Prince Maurice of the Netherlands, Prince of Orange-Nassau (Willem Frederik Maurits Alexander Hendrik Karel; 15 September 1843 – 4 June 1850), was the second son of King William III of the Netherlands and his first wife, Sophie of Württemberg.

==Early life and death==
Maurice was born on 15 September 1843 at the royal apartments of William III and Sophie, Paleis aan het Plein in The Hague. A likeable child, he was easier to handle than his older brother William, but his mother constantly worried over his poor health. In 1850, when he was six years old, he fell ill once again. His mother did not want him to be treated by court physician Pierre Everard, in whose abilities she had little faith. The story has often been retold of how Queen Sophie wanted to consult another physician for a second opinion, which King William III refused, causing the child to die. This, however, is not what actually happened. William III left the decisions about his son's care to his wife. The physician Sophie chose, a doctor named Ter Winkel, diagnosed Prince Maurice with a "dirty stomach" and a cold. According to him, neither was cause for concern. The boy's governor, De Casembroot, was deeply concerned about his deteriorating condition and urged William III to take action, telling him that if his son died, the blame would be his as much as his wife's. When William reluctantly agreed to see Maurice, he was incensed at Ter Winkel's behaviour and expelled him from the room. By that time, Everard had been admitted to the boy's bedside, and it was already too late. Prince Maurice succumbed to meningitis on 4 June 1850.
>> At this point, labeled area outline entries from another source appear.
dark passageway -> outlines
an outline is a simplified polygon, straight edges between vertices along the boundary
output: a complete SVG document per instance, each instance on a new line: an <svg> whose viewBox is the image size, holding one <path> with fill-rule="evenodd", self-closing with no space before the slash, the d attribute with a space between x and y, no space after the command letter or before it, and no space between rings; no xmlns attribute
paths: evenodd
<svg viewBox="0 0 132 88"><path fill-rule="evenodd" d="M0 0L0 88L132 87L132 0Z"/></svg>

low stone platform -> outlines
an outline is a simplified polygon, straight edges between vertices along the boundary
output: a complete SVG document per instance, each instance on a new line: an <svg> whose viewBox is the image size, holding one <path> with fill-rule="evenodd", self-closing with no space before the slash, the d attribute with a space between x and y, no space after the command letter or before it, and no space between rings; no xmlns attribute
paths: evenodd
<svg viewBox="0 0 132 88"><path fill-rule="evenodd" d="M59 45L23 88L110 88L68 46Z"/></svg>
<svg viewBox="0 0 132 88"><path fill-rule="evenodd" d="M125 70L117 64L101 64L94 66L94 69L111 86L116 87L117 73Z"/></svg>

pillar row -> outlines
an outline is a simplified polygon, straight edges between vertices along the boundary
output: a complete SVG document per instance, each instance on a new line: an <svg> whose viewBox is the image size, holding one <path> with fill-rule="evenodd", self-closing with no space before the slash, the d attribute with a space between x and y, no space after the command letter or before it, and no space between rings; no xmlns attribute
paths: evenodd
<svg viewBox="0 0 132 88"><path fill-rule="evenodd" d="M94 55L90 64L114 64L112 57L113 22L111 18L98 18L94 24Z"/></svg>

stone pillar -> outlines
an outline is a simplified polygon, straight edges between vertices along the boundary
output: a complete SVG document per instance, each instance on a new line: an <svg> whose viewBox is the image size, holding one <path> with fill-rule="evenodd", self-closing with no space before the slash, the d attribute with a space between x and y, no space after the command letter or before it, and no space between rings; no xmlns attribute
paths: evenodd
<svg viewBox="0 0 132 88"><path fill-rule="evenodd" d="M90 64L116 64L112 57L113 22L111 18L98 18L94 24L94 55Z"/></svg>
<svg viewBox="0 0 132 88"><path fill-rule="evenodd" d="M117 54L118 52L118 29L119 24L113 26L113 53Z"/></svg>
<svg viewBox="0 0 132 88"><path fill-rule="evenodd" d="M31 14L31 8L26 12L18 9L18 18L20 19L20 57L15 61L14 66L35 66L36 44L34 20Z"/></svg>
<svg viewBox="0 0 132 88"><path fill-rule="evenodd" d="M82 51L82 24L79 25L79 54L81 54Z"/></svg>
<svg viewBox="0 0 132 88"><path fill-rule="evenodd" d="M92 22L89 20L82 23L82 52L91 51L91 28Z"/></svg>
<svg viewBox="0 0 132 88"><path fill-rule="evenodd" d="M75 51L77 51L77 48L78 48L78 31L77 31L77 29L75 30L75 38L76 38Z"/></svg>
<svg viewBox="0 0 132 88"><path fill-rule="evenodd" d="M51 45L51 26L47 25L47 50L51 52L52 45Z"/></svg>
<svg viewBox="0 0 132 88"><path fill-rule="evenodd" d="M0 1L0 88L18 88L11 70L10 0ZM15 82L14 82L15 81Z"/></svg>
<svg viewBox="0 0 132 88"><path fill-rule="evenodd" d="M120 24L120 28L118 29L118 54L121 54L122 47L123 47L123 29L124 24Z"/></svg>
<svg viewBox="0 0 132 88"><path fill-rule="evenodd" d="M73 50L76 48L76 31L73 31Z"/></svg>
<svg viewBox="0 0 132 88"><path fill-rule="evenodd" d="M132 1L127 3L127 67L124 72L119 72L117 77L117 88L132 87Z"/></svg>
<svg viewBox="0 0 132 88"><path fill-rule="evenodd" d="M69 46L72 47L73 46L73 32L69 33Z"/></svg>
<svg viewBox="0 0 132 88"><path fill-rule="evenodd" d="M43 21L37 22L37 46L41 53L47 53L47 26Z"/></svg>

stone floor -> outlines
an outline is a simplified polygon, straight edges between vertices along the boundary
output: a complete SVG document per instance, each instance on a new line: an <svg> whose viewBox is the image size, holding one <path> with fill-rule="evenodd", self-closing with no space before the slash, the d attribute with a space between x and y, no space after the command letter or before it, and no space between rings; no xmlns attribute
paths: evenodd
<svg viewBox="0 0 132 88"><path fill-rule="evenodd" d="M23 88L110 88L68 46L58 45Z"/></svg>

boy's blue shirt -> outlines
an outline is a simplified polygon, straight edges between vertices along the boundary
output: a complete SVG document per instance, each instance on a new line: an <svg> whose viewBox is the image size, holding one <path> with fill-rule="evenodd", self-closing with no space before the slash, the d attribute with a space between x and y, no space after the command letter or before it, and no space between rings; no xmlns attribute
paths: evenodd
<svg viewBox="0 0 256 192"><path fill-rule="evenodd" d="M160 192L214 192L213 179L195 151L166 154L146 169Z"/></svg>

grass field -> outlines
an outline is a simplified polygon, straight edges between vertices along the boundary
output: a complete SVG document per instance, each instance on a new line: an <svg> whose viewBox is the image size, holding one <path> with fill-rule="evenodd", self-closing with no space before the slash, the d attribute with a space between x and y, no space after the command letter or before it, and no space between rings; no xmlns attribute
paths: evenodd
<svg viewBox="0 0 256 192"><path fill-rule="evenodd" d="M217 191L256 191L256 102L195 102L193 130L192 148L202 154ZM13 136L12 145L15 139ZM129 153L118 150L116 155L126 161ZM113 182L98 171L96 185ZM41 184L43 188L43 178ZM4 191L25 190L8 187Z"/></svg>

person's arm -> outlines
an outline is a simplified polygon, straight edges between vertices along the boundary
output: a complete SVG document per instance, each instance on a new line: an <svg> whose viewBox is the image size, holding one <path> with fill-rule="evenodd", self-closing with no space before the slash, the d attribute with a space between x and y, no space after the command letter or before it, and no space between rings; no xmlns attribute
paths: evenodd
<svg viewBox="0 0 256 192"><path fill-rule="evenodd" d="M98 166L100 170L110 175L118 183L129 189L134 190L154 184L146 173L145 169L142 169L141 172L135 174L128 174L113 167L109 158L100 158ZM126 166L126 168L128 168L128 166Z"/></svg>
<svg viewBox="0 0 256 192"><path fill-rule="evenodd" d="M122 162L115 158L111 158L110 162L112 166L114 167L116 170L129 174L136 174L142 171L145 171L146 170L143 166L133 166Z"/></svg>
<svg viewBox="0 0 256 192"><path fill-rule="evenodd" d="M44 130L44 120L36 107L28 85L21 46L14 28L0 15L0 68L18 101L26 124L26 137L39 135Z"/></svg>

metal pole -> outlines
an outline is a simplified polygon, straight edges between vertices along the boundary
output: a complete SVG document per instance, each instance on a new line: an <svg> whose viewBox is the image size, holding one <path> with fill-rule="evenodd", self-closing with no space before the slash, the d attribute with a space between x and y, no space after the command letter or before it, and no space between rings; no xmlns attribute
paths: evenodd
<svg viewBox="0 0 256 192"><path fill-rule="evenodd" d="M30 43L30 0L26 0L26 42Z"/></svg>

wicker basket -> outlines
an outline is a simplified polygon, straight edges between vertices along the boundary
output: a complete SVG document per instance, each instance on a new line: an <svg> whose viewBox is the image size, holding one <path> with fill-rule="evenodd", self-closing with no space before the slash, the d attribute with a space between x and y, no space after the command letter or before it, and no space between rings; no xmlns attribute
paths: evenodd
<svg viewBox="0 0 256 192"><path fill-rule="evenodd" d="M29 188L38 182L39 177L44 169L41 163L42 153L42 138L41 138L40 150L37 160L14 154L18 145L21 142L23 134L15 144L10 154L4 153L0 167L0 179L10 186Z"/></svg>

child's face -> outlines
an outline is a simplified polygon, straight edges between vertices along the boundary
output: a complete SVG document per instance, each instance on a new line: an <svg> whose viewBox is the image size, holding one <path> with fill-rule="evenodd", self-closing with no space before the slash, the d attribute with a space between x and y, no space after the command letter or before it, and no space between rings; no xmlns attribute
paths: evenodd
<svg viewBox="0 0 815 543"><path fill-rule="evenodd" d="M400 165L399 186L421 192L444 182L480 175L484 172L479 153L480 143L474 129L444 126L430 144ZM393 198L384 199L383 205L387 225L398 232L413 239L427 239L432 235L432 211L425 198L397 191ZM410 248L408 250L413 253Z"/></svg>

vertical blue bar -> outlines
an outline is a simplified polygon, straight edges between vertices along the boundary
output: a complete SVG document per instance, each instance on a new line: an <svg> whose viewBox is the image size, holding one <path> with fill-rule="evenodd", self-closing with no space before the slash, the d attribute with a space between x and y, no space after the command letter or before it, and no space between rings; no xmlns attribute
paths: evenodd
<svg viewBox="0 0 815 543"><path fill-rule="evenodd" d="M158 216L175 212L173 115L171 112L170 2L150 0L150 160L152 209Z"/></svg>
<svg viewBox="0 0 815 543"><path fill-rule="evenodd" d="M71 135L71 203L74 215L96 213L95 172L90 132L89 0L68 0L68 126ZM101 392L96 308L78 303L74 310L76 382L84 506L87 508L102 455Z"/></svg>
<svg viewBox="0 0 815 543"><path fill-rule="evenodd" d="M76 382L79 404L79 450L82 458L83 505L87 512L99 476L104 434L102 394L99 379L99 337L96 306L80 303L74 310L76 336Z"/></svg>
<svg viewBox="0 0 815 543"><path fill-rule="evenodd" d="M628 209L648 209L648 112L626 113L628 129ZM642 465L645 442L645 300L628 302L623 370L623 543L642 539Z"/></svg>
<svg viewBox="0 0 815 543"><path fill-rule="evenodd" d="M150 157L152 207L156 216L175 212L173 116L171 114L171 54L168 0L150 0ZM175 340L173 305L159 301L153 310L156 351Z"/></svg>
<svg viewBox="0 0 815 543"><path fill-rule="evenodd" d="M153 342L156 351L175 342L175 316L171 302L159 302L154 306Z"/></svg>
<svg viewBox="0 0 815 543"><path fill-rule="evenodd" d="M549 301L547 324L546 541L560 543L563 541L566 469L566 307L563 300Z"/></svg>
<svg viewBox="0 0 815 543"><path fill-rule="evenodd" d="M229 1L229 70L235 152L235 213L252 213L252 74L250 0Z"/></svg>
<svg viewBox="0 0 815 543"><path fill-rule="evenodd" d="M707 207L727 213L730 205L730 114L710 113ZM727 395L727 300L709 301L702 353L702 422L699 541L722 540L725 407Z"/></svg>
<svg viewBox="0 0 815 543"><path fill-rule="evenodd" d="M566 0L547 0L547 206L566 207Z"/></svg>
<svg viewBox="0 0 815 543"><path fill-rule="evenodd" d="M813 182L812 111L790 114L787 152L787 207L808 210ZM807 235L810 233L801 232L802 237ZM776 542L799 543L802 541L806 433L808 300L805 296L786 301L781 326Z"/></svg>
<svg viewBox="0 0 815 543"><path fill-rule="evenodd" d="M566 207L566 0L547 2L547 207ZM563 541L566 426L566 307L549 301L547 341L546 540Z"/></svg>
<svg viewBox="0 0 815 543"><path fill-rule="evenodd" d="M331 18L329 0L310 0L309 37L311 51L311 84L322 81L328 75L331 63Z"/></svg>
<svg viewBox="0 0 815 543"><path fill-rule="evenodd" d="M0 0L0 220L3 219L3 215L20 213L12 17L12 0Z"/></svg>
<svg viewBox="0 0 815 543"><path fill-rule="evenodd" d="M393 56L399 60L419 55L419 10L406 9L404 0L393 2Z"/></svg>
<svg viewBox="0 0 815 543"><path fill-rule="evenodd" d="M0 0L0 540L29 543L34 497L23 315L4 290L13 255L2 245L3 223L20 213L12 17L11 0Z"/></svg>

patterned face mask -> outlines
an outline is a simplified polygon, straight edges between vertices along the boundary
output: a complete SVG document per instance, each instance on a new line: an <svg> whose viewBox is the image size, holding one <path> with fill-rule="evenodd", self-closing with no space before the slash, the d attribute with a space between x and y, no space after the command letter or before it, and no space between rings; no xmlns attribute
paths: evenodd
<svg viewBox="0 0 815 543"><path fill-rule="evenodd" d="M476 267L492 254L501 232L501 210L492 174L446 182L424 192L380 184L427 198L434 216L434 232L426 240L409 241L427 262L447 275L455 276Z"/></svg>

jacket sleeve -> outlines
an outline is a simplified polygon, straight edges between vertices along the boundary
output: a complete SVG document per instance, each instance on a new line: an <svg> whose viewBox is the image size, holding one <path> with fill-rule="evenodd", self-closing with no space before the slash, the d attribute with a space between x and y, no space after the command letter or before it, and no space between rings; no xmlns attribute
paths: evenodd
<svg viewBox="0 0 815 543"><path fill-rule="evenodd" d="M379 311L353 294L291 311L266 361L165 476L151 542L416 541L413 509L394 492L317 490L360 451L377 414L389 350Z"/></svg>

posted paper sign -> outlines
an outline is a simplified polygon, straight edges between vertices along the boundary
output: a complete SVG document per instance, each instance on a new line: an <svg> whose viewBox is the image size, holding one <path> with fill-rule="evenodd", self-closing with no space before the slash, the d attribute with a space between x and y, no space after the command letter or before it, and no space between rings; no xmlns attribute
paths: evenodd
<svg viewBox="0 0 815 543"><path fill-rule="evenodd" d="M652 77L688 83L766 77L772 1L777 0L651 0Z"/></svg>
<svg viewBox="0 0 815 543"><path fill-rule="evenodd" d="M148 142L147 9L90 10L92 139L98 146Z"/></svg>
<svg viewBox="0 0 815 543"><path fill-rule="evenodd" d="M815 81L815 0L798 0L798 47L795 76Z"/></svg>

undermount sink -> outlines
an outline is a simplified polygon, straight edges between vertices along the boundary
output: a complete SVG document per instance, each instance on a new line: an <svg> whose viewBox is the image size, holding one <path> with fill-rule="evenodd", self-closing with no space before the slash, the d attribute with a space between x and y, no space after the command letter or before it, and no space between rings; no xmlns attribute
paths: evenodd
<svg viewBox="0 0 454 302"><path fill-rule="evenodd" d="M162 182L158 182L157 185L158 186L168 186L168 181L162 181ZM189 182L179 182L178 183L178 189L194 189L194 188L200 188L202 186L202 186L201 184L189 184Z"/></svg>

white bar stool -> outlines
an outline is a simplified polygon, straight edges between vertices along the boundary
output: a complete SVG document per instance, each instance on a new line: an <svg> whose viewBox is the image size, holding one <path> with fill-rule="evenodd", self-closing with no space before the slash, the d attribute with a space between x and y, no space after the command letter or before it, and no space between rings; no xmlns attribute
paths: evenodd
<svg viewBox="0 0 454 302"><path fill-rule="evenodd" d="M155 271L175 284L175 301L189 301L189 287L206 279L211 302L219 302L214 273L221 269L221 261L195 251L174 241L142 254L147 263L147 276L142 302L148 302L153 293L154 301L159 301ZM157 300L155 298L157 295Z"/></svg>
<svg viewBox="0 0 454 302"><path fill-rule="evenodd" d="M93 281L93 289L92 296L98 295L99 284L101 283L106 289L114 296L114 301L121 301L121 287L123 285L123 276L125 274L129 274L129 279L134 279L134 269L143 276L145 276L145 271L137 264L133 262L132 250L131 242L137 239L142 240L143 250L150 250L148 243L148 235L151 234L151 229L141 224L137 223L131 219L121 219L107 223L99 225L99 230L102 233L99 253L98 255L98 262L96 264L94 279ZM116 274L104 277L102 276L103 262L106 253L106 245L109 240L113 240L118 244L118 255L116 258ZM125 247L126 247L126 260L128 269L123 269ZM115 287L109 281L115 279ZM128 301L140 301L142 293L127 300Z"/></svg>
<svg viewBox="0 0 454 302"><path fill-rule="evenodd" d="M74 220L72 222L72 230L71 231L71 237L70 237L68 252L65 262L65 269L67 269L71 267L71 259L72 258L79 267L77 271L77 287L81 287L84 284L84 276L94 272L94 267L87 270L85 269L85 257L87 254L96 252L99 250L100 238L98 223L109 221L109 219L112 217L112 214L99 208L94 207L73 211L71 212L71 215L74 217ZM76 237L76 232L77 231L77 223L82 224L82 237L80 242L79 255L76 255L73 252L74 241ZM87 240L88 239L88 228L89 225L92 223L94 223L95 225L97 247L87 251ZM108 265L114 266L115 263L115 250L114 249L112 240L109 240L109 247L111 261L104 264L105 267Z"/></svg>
His death hit his mother particularly hard. The embittered queen wrote to one of her friends:

My child is dead. I've closed my eyes myself. All that was left of hope and joy on this earth is gone forever... I hope I can die soon. Every day my misery increases. Every face I have to see is torture; I continuously envision the pointed face of my dying child, how he begged me to help him, when no help was possible...

Sophie took refuge in seances where she tried to contact the child she had lost. After Prince Maurice's death, she briefly reconciled with William III. However, by the time the couple's third son, Prince Alexander, was born in August 1851, the marriage had completely fallen apart. The King and Queen separated a couple of years later, although they kept up appearances in public and never formally divorced.